Genre: Drama, Historie, Schwul-Lesbisch

Darsteller: Benedict Cumberbatch, Keira Knightley, Mathew Goode

Regie: Morten Tyldum

Kinostart: 22.01.15

18 Bewertungen

The Imitation Game

Auf Turing! oder Der doppelte Geheimnisträger

Was für ein kluger Film! Welch ein perfektes Skript! Wie genau seine Adresse! Morten Tyldum, norwegischer Regisseur im Dienste des britischen Kinos, und Drehbuchautor Graham Moore haben mit THE IMITATION GAME einen historischen Thriller erschaffen, der sich partout nicht vor dem großen Publikum abducken mag, sondern sich ihm mit breiter Brust hingibt. Ein Drama mit Wahrheit und Wahrhaftigkeit, das sich frei in einem biographisch und zeitgeschichtlich klar abgesteckten Gehege bewegt.
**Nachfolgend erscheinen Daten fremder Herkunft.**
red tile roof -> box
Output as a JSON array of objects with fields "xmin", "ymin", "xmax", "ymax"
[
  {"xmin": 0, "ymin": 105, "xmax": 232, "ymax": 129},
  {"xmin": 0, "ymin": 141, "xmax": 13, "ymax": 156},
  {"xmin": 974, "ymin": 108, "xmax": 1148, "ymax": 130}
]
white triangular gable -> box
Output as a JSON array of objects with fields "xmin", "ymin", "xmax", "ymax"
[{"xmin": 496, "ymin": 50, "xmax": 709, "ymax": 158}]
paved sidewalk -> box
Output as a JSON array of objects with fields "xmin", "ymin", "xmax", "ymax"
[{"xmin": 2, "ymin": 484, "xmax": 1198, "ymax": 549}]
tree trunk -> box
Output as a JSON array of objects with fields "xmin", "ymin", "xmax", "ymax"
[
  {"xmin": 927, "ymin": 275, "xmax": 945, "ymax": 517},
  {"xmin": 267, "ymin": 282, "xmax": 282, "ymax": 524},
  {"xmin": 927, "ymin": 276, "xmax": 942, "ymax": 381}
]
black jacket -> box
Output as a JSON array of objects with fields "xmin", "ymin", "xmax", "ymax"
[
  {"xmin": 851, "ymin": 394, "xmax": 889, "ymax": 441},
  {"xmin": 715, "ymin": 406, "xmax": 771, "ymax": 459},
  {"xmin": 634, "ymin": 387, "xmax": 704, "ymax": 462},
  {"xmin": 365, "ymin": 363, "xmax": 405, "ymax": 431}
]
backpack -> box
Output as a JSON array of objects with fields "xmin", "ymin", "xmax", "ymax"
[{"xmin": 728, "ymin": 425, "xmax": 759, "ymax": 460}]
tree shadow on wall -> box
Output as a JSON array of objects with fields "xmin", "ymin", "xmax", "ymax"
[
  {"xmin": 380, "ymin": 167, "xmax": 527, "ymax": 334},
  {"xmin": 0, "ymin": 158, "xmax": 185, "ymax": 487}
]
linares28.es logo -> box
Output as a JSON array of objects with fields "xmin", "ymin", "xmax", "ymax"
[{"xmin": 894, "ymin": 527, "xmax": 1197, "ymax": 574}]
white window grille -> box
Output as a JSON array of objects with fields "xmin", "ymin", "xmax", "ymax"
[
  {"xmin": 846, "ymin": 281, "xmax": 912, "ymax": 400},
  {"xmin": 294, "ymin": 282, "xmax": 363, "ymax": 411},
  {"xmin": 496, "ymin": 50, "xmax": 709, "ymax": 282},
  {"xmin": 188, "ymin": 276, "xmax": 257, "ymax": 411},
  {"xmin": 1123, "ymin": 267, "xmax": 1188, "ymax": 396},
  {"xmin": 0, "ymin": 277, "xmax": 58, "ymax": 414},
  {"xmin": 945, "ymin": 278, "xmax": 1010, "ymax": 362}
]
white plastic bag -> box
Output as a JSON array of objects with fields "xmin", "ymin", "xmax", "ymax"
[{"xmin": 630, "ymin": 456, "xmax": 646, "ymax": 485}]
Ein Kapitel, von dem man immer wieder glaubt, es sei langsam mal gut damit, erfährt noch einmal eine verblüffende Komponente.

Wieder geht es um „Enigma“, jene legendäre Verschlüsselungsmaschine des deutschen Militärs im Zweiten Weltkrieg, und darum, wie sie von den Briten in Bletchley Park geknackt wurde. Doch anders als Michael Apteds ENIGMA von 2001 findet der Film seine tragende Säule im persönlichen Schicksal von Alan Turing, desjenigen Mathematikers und begnadeten Schraubers, der nicht nur im Team der Codeknacker federführend war, sondern heute als Pionier der Computertechnik gilt. Es ist am überragenden Anti-Schönling Benedikt Cumberbatch, diesem Alan Turing die Konturen einer vielschichtig gespaltenen, umgetriebenen und im Kern einsamen Persönlichkeit zu geben. Eines Mannes, der viele Jahre lang ein zweites großes Geheimnis mit sich herumschleppen mußte, das ihn letztlich mit der britischen Justiz kollidieren und an ihr zerschellen ließ: seine Homosexualität.

Die Sicherheit, mit der THE IMITATION GAME durch die Stile schifft, ist beeindruckend. Ist es ein Biopic? Das griffe zu kurz wie die Schublade mit Geschichtsfilmen. All die eingewebten originalen Archivaufnahmen und (in der Optik eher minderwertigen) Computeranimationen vom Kriegsgeschehen sind verzichtbare wie erträgliche Zugeständnisse, weil sich auf Tatsachen gründende Spannung, britisch-trockener Witz sowie das Spiel mit kleinsten Gesten dominieren und letztlich obsiegen. Turings heldische Züge sind im Vergleich zu seinen wahren Errungenschaften eher defensiv gezeichnet, der weite Bogen seines Wesens, der mühelos von Arroganz und Egozentrik bis Demut und Fragilität reicht, wird auch durch Rück- und Vorblenden stimmig untersetzt. Ist THE IMITATION GAME also ein Denkmal? Auch das greift zu kurz, wenngleich die nüchternen Textfelder am Schluß eine selten eindrucksvolle Wirkung hinterlassen.